All components automatically use your colors—no build step required.

Customizable Tokens

Design systems should mark which tokens are safe to override:

{
  "color": {
    "primary": {
      "$value": "#3b82f6",
      "$customizable": true,
      "$description": "Override with your brand color"
    },
    "primary-hover": {
      "$value": "darken({color.primary}, 10%)",
      "$description": "Computed - do not override directly"
    }
  }
}

Generate a manifest of just the customization points:

tokenctl build --format=manifest:color --customizable-only

Output (for LLMs):

{
  "tokens": {
    "color.primary": {
      "value": "#3b82f6",
      "description": "Override with your brand color",
      "customizable": true
    },
    "color.secondary": {
      "value": "#8b5cf6",
      "description": "Secondary brand color",
      "customizable": true
    }
  }
}

Non-customizable tokens (computed values, internal tokens) are excluded.

LLM Customization Pattern

Prompt pattern for LLM-assisted customization:

You are customizing a design system.
You can ONLY modify tokens marked "customizable": true.

Available customization points:
{manifest.json contents}

The user wants: "Make it feel more playful with rounded corners"

Generate CSS overrides for @layer user.

LLM output:

@layer user {
  :root {
    --color-primary: oklch(70% 0.25 330);
    --radius-btn: 9999px;
    --radius-card: 1.5rem;
  }
}

When to Use Token-Level Merge

CSS layer overrides work for 80% of cases.

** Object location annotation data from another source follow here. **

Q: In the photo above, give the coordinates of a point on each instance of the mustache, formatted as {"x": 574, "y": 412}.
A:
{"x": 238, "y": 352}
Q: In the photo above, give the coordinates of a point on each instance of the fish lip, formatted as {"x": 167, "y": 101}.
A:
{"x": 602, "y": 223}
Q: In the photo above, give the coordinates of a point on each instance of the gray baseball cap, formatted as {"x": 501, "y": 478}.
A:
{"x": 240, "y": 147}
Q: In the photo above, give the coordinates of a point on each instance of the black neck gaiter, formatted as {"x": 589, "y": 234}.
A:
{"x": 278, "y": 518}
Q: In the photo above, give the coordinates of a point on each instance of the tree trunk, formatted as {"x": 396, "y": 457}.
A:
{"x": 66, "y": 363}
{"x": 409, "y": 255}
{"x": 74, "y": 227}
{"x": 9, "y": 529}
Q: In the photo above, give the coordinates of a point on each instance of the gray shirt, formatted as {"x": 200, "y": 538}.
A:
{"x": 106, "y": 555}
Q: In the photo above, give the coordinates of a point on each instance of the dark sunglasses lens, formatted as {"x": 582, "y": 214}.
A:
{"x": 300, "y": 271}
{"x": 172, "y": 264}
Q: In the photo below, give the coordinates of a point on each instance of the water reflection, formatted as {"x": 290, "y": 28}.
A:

You need token-level merge only when:

  1. Computed values must recalculate - If you override primary and need primary-hover to recompute via darken()
  2. Manifest accuracy matters - LLMs need final resolved values including your overrides
  3. Validation of extensions - Check your overrides against layer rules

For these cases, use multi-directory merge: tokenctl build ./base ./overrides. See MERGE.md for details.


Best Practices

Do

  • Define all values as tokens
  • Use semantic names (primary, not blue-500 in components)
  • Add descriptions and usage hints
  • Validate with --strict-layers
  • Generate category manifests for LLM efficiency
  • Use fluid tokens (clamp()) for smooth responsive scaling

Don't

  • Use raw values in component definitions
  • Skip the semantic layer
  • Create tokens without descriptions
  • Let components reference brand tokens directly
  • Generate full catalogs when a category manifest suffices

Token Naming

Layer Naming Convention Example
Brand Descriptive of the value blue-500, gray-100
Semantic Descriptive of purpose primary, error, surface
Component Descriptive of usage btn-bg, card-shadow

Output Formats

Format Use Case Command
tailwind Tailwind 4 projects --format=tailwind
css Non-Tailwind projects --format=css
catalog Full export for tools --format=catalog
manifest:CATEGORY LLM context efficiency --format=manifest:color

Summary

tokenctl transforms design system management from chaotic CSS to structured tokens:

  1. Define tokens in JSON with rich metadata
  2. Organize by layer (brand → semantic → component)
  3. Add responsive support with fluid values and breakpoint overrides
  4. Validate architecture with --strict-layers
  5. Generate output for Tailwind, pure CSS, or JSON manifests
  6. Enable LLMs with searchable, context-efficient token access

The result: consistent styling that humans and LLMs can both understand and use correctly.